The Surveillance, Epidemiology, and End Results program was used to compare the US general population to 3 234 256 US cancer survivors (1973–2012). Standardized mortality ratios (SMRs) were calculated using coded cause of death from CVDs (heart disease, hypertension, cerebrovascular disease, atherosclerosis, and aortic aneurysm/dissection). Analyses were adjusted by age, race, and sex. Among 28 cancer types, 1 228 328 patients (38.0%) died from cancer and 365 689 patients (11.3%) died from CVDs. Among CVDs, 76.3% of deaths were due to heart disease.
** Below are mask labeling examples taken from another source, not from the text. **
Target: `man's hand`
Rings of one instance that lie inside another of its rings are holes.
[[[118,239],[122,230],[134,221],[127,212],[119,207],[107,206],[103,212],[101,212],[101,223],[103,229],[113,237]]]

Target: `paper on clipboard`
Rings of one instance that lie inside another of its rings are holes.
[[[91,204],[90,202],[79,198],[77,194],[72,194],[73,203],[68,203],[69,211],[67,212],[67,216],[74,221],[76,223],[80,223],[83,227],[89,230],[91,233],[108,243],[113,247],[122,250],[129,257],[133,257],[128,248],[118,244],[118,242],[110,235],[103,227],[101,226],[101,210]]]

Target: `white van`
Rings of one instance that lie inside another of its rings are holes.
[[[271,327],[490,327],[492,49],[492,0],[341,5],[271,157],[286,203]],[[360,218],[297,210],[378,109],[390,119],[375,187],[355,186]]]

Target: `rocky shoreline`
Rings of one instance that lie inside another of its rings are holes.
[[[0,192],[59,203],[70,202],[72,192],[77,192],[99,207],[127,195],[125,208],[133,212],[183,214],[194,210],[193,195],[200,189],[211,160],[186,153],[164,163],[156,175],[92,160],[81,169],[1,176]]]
In eight cancer sites, CVD mortality risk surpassed index-cancer mortality risk in at least one calendar year. Cardiovascular disease mortality risk was highest in survivors diagnosed at less than 35 years of age. Further, CVD mortality risk is highest  within the first year after cancer diagnosis, and CVD mortality risk remains elevated throughout follow-up compared to the general population.

Conclusion

The majority of deaths from CVD occur in patients diagnosed with breast, prostate, or bladder cancer. We observed that from the point of cancer diagnosis forward into survivorship cancer patients (all sites) are at elevated risk of dying from CVDs compared to the general US population. In endometrial cancer, the first year after diagnosis poses a very high risk of dying from CVDs, supporting early involvement of cardiologists in such patients.